People who screen their calls, hang up on people they don’t know or end the survey because they don’t have time to take it make up more than 90 percent of those phoned by pollsters.
Then there are issues with cellphone users and those who communicate pretty much solely by texts and e-mail, and the like.
All we can be sure of, in the words of the peerless Internet humorist Iowahawk, “political poll results accurately reflect the opinions of the weirdo 9 percent who agree to participate in political polls.”
What yesterday proved is that all bets are off. We’re judging the state of this contest with junk data, and we need to stop. Until pollsters can figure out how to avoid all these crazy mood swings and white noise, they should be put on political and pundit probation.

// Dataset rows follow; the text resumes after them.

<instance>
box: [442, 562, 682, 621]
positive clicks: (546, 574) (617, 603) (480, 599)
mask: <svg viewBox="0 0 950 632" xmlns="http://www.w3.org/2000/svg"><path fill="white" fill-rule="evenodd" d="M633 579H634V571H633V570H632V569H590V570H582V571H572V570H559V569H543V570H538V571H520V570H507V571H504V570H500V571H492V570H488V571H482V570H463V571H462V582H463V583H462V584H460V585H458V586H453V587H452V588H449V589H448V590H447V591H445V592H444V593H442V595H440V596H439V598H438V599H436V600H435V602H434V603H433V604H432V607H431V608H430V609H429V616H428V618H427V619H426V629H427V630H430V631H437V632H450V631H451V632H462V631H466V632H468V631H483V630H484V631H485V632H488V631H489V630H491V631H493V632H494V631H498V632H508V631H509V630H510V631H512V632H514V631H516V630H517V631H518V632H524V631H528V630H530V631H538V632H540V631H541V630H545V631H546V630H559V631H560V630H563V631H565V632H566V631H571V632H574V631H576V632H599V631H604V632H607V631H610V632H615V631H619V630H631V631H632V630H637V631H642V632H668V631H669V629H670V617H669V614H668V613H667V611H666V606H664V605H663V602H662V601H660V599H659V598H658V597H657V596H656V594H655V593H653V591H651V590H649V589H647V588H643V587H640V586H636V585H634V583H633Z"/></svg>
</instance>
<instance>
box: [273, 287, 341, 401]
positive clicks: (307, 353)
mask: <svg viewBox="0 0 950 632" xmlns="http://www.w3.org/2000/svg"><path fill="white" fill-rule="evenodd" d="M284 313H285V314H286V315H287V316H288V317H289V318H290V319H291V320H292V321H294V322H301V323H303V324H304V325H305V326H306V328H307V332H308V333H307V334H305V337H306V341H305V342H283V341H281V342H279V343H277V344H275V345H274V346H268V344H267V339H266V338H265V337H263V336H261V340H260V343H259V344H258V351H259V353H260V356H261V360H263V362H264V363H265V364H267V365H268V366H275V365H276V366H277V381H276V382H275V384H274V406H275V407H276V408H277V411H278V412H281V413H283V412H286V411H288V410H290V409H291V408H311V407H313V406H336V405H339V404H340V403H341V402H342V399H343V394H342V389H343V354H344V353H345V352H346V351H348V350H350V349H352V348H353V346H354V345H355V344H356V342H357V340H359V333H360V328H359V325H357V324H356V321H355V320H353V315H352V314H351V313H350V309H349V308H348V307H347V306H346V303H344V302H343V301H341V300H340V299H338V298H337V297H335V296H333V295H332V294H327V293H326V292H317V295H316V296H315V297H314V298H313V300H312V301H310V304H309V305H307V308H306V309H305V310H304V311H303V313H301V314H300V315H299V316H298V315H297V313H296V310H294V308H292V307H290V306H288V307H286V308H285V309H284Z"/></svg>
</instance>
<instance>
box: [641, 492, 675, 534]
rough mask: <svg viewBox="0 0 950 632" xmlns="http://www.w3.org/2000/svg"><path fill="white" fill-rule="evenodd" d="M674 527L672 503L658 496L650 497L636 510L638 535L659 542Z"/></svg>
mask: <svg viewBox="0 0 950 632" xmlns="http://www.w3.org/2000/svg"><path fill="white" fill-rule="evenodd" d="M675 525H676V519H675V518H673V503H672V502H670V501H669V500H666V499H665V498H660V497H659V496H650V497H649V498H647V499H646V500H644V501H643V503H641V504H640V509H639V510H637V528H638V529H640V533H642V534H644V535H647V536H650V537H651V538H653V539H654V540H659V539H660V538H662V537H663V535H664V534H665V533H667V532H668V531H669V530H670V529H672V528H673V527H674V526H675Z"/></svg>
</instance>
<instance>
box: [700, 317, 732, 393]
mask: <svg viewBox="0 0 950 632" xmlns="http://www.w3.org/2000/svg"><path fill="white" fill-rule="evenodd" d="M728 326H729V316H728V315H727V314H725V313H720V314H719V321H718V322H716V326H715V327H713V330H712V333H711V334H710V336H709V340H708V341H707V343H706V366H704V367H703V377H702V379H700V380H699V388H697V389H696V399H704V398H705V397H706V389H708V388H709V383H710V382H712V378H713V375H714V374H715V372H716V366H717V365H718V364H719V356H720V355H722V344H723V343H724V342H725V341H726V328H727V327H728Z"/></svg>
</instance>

Let's put it this way. I worked for Gallup for a summer in college. On a purely anecdoctal basis (one influenced by thousands of phone conversations) most of the people who agreed to take the tracking poll were either: 1) very lonely, sad souls; or 2) very motivated, opinionistic voters. To further pile on, the tracking poll was about 20 minutes long. If you didn't complete the entire thing, it didn't count.
So yes, I'm on board with J-Pod. Polling is bunk.
And when Master of the Polls Nate Silver describes current polling as "volatile," might be best for people to chill.